On the inside of homes, oak is a popular wood for visible finishings. Sometimes cabinets are made out of a different kind of (cheaper) wood, then the front facings are oak. Oak flooring is also incredibly popular, and often it's even stained to resemble other, more expensive woods (like cherry, walnut or mahogany). In fact, most mahogany flooring sold today in Canada is just white oak wood stained a reddish colour, since international trade treaties have been signed preventing the import of South American tropically-grown mahogany wood into Canada. Since the term "mahogany" doesn't actually apply to any one species of tree (unlike wood from black walnut, white oak, sugar maple, white pine, etc.), that eliminates many options for sourcing mahogany! While I'm sure mahogany is incredibly popular to use for fine furniture and household finishings, South American rain forests are being eliminated at an alarming rate for both the international wood trade, and conversion to the North American style of farming (higher productivity for a few years, but then a drastic decline in productivity due to the low level of nutrients in the soil).
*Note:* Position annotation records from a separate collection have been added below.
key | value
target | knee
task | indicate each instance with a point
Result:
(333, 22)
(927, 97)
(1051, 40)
By preventing the import of these trees, we are doing our part in attempting to conserve the tropical forests in South America.

There are some notable famous white oaks across the United States. The first isn't one tree, but actually an entire grove of white oak trees. The USS Constitution is made entirely of white oak, and whenever parts of it need to be replaced they come from a grove of trees called Constitution Grove near Bloomington, Indiana. The states of Connecticut, Maryland and Illinois have all made the white oak their state trees, with one specific oak representing the honorary tree of the state. The Charter Oak in Connecticut is even featured on the back of their state quarter (which I, of course, proudly own since it features a botanical design). The honorary state tree of Maryland, the Wye Oak, was one of the oldest living trees in the United States until it was destroyed in a storm in 2002. In Illinois, they couldn't decide which tree they liked better to serve as their honorary white oak so they picked two; the first is on the front lawn of the governor's house, and the second is in a school yard. The new largest living white oak is the Linden Oak, also located in Maryland.